Pas vraiment (rires). Après les championnats d’Europe, il a fallu faire une pause pour récupérer. Alors début novembre je n’étais pas vraiment au meilleur de ma forme, ce qui explique mes résultats en demi-teinte en petit bassin. Le bassin olympique, de 50m, est ma priorité mais je n’abandonne pas le petit bain, c’est peut-être un projet d’après 2024 (date des JOP de Paris, ndlr). En 2017, j’ai été vice-championne d’Europe en petit bassin alors j’espère gagner à nouveau plusieurs médailles, mais c’est un objectif secondaire. Chaque chose en son temps.
À la suite de ces championnats vous avez déclaré forfait pour les Mondiaux en petit bassin de Melbourne (du 13 au 19 décembre). Pourquoi avoir pris cette décision ?
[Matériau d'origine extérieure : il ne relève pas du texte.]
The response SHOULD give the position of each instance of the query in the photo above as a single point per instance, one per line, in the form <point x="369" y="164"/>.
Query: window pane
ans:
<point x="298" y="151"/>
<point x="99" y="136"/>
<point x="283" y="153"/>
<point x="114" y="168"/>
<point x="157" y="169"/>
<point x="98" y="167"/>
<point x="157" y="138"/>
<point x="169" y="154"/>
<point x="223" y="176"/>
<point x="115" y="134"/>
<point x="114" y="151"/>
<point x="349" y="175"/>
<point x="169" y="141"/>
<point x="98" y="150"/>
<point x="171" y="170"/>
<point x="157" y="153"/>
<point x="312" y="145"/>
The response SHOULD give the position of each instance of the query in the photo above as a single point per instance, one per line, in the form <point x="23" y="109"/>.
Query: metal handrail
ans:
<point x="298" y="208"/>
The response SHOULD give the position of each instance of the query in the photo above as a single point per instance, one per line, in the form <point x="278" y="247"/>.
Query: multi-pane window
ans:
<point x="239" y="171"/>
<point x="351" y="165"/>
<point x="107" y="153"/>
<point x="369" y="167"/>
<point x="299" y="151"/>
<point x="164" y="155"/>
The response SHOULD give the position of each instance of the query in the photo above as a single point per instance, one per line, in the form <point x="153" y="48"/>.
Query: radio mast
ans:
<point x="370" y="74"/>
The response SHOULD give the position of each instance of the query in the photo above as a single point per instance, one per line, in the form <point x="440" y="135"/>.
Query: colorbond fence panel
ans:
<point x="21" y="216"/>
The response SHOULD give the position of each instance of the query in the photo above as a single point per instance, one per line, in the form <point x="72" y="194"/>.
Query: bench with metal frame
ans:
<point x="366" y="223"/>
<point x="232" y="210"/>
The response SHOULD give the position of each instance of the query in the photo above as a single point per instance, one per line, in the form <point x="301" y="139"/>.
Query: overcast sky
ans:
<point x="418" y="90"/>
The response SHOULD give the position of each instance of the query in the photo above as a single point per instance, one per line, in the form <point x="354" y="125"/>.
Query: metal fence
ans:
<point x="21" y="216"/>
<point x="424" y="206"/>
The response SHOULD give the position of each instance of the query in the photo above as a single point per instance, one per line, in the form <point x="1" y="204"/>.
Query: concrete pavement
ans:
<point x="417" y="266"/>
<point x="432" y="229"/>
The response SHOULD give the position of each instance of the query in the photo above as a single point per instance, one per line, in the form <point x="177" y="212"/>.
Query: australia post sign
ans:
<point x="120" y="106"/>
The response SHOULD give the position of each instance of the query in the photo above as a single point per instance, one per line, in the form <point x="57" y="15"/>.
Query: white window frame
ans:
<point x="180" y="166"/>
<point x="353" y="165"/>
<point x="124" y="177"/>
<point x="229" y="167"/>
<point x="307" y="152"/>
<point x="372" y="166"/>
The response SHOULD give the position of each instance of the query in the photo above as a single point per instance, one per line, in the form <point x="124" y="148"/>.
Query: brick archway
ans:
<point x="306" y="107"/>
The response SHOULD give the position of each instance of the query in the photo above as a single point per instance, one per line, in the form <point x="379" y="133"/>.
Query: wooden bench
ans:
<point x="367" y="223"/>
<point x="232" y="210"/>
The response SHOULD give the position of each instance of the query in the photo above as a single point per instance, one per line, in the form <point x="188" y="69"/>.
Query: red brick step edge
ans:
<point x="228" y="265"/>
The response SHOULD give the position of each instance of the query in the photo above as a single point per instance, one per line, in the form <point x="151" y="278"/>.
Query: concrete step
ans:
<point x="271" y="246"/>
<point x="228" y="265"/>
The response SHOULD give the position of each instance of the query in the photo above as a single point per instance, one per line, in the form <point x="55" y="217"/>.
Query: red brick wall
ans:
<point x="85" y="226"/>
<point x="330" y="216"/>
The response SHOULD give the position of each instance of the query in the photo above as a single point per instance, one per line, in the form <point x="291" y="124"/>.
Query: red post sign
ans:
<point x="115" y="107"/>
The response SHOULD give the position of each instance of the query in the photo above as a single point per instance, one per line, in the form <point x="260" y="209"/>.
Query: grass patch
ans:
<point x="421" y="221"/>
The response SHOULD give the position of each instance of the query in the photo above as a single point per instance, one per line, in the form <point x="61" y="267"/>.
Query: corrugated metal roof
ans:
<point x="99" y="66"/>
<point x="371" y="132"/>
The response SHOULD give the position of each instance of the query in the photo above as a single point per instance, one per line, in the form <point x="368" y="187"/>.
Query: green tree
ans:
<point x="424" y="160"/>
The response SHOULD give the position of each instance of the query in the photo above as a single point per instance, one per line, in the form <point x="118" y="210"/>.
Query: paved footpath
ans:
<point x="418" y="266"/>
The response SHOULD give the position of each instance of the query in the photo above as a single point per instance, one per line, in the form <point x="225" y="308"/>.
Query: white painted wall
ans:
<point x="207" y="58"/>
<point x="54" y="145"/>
J’ai besoin de repos. La crise du covid a été difficile mentalement pour les sportifs. Nous avons fait 2 années olympiques : 2020, année pendant laquelle les JO étaient initialement prévus, puis 2021, année à laquelle ils ont été reportés. La préparation a demandé énormément d’énergie. Finalement, j’ai fait des supers JO en décrochant la 6ème place du 100m papillon. Puis lors de l’année post olympique, nous avons eu les championnats d’Europe et les championnats du Monde, ce qui n’avait jamais été le cas, pour rattraper l’année blanche du covid. J’ai dû prendre sur moi et m’engager à nouveau pour une année très éprouvante. Déjà à la suite des championnats d’Europe je sentais que je n’avais plus beaucoup d’énergie mentale et émotionnelle et qu’il fallait faire une pause. Les jeux de Paris arrivent vite, il faut savoir choisir ses batailles : le petit bain n’est pas ma bataille cette année.
Cela signifie que vous allez faire une coupure totale pendant plusieurs semaines, ou vous allez continuer à vous entraîner ?
Le but est de continuer à s’entraîner, avec une implication mentale et émotionnelle modérée. Je dois récupérer à ce niveau car les compétitions durent plusieurs semaines et demandent énormément d’énergie.
A votre retour il y aura une barre symbolique pour le 100 m papillon, les 56 secondes, à aller chercher, comment comptez-vous l’atteindre ? Ou avez-vous une marge de progression ?
L’objectif est désormais de se rapprocher le plus possible du record du monde. Il y a déjà 2-3 filles sur le dossier qu’il va falloir rejoindre assez vite. Au très haut niveau, cela se joue sur des détails. Par rapport à la championne olympique, je dois progresser sur les parties non-nagées (les coulées par exemple). Elle fait vraiment la différence sur ces parties car je ne suis pas une nageuse de petit bassin. Elle excelle dans le virage mais j’ai une bonne marge de progression. Je dois conserver ma puissance et mon efficacité sur mes bras et travailler les éléments non-nagés pour aller chercher cette barre.
Vous êtes triple championne d’Europe, médaillée aux championnats du Monde, multiple championne de France, il vous manque la breloque des JO, c’est pour 2024 ?
C’est vraiment l’objectif. Bien sûr je ne suis pas une machine mais je vais tout donner pour y arriver. Il ne faut pas oublier que les JO sont une course d’un jour, le facteur chance rentre en compte. Je crois en mes chances et je sais que beaucoup de gens croient en mes chances aussi. Pouvoir réaliser cela à Paris, ce serait incroyable.
“Par rapport à la championne olympique, je dois progresser sur les parties non-nagées.”
Qu’est ce qui est le plus important pour se maintenir au haut niveau pour un sportif ?
Se remettre en question et ne jamais prendre les choses pour acquises. Toujours vouloir évoluer, être meilleure jour après jour à tous les niveaux : entraînement, nutrition, sommeil, etc. La recherche constante d’excellence tout en trouvant un équilibre parfait dans sa vie. Beaucoup de sportifs tombent en dépression car le sport prend beaucoup de place, mais ça n’est pas toujours très sain. Il faut trouver cet équilibre pour rester heureux et épanoui dans sa vie tout en pratiquant du sport au très haut niveau.